Wednesday 8 September 2010

NOTE: Sort Your Sorted Data

In my previous post I spoke of using views to give you access in EG visual coding to tables with dynamic names. This works well, but there's one final observation to make if you want to avoid poor performance in some circumstances.

If you're used to using DATA step merges then you'll also be used to sorting your input data sets prior to the merge. If you're using EG visual coding then you'll have realised that you don't need to sort the data sets that you use as input to your joins. Why? Because SQL will automatically sort your input data sets for you.

Neat huh? Well, yes it is, except in cases where your input data is already properly sorted and re-sorting is a waste of resource and causes unnecessary delays in the execution of your job.

So, can we tell SQL that one or more input data sets are already sorted? Yes, we can, by using the SORTEDBY data set option.
All SAS data sets have a SORTEDBY attribute. SAS procedures such as SORT and MEANS automatically set it for their output data sets. PROC SORT and PROC SQL check this attribute before sorting any data. If it set appropriately then those PROCs will sip the sorting step.

So, if the data's in the right order, SQL won't wastefully re-sort my data, right? Wrong - in some cases it will. If you're data is sorted right, but the attribute isn't set, then SQL will re-sort your data.

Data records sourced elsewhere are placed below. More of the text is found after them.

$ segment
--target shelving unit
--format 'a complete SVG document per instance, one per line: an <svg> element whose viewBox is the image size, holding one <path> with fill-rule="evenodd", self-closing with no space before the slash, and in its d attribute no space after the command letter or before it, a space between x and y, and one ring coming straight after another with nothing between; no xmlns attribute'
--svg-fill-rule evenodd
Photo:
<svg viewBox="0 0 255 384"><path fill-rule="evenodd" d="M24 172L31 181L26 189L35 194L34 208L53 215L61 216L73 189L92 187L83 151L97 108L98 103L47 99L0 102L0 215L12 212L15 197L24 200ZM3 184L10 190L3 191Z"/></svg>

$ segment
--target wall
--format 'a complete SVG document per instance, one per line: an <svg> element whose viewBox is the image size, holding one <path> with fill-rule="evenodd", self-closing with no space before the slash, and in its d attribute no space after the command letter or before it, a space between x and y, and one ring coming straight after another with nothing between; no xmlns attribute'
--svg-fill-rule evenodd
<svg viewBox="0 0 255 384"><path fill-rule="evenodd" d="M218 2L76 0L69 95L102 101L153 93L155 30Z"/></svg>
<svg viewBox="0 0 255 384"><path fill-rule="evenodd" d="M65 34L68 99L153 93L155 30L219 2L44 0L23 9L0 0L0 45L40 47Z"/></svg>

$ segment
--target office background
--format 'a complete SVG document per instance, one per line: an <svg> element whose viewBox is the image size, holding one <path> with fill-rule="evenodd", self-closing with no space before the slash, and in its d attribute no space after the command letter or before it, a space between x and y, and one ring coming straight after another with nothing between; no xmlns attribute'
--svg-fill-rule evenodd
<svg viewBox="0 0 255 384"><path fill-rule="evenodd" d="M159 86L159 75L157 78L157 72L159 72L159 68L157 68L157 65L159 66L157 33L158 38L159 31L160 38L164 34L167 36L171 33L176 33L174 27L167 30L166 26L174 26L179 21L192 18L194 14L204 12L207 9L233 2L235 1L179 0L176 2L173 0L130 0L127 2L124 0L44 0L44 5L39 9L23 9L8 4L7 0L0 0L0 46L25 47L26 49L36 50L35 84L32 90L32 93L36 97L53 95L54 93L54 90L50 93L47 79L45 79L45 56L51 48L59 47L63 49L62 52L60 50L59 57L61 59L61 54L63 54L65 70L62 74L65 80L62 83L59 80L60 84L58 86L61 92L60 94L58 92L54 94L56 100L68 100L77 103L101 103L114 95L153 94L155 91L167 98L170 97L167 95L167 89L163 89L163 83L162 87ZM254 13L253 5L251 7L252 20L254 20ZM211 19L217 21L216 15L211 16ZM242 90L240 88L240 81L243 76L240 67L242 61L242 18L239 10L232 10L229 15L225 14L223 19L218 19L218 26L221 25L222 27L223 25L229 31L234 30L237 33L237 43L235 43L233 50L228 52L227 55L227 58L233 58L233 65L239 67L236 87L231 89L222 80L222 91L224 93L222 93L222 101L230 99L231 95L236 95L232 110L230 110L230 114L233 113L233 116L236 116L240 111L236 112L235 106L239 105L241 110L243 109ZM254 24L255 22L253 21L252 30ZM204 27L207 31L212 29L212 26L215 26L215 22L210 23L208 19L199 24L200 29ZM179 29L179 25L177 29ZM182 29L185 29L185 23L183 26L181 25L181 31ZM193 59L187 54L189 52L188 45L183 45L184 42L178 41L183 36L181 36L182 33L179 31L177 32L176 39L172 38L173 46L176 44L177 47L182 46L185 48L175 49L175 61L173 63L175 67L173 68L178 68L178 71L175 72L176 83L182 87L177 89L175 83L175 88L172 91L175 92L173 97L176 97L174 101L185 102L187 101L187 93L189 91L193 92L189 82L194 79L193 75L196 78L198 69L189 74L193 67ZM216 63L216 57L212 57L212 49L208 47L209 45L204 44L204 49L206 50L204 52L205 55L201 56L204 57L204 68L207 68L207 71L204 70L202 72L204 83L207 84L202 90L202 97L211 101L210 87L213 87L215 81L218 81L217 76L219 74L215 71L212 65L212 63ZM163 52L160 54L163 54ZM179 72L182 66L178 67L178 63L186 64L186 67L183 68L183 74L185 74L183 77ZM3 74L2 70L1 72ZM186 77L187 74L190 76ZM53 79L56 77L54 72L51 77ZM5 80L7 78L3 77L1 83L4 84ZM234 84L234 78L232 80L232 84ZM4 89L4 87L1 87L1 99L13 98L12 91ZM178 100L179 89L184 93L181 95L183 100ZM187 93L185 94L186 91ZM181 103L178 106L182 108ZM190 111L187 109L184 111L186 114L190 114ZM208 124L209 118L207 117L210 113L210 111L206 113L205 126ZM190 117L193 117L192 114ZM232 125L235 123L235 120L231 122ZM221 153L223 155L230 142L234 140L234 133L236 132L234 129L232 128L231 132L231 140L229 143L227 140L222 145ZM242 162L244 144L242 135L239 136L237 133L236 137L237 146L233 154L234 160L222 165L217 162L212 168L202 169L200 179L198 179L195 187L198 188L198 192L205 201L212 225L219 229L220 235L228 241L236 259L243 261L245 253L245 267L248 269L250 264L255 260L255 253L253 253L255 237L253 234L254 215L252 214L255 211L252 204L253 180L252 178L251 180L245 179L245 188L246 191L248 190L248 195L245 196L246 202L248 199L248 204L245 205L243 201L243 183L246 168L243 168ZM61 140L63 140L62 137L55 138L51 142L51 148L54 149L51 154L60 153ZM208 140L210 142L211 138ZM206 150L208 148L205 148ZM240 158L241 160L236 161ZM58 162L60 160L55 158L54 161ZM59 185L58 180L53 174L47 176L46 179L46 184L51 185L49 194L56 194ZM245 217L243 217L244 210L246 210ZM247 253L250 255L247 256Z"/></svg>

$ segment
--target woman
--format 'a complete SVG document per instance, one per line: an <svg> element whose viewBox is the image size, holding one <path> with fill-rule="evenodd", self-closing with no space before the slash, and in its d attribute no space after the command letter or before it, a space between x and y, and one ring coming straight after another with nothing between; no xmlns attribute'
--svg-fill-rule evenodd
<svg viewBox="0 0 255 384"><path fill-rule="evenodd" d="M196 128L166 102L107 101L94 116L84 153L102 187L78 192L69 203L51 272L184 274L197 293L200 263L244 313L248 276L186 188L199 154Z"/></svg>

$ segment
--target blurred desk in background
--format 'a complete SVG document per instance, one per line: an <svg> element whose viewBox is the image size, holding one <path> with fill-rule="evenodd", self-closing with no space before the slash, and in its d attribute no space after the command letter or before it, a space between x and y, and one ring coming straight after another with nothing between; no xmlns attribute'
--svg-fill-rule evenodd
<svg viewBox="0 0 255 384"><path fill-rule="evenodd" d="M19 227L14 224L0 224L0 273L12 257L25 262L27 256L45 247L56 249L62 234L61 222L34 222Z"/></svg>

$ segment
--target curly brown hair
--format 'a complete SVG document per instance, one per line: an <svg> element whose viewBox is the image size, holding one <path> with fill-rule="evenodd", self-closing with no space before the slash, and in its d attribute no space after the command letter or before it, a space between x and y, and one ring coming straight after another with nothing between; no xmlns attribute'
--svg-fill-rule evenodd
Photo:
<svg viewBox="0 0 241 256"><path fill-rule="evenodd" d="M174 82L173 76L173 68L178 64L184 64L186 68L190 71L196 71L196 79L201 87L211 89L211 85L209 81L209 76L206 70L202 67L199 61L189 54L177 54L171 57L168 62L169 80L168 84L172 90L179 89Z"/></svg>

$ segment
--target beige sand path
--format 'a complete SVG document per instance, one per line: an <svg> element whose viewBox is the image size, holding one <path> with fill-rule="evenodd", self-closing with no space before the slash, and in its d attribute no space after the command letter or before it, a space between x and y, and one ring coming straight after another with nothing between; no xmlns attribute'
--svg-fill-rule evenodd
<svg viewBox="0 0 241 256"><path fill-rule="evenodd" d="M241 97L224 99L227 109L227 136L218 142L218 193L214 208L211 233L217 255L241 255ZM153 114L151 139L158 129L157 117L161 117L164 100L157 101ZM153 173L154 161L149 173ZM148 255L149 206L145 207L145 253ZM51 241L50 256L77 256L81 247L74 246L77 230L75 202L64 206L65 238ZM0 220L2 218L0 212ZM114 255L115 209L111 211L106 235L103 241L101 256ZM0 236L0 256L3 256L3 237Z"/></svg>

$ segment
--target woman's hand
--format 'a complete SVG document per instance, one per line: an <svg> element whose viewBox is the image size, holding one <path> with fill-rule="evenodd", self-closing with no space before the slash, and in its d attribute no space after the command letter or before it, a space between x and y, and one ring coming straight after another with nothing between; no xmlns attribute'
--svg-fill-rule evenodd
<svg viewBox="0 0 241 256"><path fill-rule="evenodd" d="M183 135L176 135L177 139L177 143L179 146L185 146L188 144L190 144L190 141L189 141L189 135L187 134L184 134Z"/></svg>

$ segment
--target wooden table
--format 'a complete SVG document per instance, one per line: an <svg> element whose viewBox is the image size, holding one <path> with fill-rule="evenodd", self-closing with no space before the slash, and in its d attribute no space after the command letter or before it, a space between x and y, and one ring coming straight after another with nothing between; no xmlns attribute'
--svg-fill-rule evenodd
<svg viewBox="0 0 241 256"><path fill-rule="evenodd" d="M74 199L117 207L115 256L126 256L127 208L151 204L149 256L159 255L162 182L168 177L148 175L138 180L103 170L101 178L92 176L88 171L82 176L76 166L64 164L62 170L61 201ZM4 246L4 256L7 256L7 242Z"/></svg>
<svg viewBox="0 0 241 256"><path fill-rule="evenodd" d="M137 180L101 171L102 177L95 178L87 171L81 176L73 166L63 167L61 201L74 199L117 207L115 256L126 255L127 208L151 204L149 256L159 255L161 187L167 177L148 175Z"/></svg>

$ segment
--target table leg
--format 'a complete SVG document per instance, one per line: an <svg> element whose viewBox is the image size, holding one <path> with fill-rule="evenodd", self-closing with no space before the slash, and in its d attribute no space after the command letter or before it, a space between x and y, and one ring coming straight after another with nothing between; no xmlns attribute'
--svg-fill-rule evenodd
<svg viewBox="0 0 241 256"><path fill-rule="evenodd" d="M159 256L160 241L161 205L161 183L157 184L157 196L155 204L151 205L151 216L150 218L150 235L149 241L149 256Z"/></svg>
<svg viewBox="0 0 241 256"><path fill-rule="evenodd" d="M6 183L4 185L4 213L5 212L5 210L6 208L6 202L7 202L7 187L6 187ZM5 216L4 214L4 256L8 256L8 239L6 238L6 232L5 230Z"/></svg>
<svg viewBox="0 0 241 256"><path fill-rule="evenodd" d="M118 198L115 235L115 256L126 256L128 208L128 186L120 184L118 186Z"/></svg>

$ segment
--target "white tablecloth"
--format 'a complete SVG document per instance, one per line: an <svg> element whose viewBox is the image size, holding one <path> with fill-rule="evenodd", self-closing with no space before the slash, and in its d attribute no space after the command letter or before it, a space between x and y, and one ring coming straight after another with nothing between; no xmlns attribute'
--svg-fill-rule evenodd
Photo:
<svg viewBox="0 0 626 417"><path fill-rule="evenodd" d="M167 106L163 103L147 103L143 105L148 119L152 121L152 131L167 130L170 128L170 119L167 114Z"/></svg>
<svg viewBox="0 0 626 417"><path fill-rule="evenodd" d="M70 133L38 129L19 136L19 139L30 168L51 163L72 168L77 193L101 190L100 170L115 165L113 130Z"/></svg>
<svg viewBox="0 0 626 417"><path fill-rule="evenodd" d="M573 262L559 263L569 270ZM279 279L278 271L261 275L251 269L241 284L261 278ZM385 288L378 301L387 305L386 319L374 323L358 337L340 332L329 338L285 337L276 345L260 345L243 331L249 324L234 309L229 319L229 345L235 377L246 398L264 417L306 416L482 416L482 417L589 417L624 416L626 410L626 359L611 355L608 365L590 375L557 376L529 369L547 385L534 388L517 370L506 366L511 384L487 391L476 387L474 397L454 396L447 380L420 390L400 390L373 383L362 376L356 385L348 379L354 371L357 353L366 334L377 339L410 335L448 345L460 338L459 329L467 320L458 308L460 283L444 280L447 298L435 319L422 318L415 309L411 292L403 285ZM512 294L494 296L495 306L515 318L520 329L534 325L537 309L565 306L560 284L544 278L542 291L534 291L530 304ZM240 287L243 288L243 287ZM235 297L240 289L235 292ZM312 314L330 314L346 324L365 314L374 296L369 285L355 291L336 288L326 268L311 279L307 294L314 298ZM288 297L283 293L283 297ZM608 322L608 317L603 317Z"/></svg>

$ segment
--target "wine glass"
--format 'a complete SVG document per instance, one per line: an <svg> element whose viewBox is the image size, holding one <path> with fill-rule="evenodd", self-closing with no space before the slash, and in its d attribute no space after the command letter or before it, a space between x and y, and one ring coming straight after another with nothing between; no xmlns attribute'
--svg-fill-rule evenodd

Yikes! Under what circumstances could this happen? Well, one situation where it'll happen is if you access a sorted data set through a view, as I recommended in my previous post! If you take the recommendations of my previous post, you need to add the SORTEDBY data set option into the creation of the view if your table is reliably sorted:

proc sql;
  create view work.master_dot_sales_month
    as select * from master.sales_&month. (sortedby=region);
quit;


You also need to consider this approach when you're sorted data comes out of a database through SAS/ACCESS- in my experience, the SORTEDBY attribute won’t be automatically applied even though the database knows the table's sort order and SAS/ACCESS could apply a SORTEDBY data set attribute. I've certainly seen this is the case using SAS/ACCESS for ODBC to connect to Netezza.

You can read more on the subject in the SAS 9.2 Language Reference manual in the section entitled The Sort Indicator. See also Paul Kent's paper TS-553 SQL Joins -- The Long and The Short of It.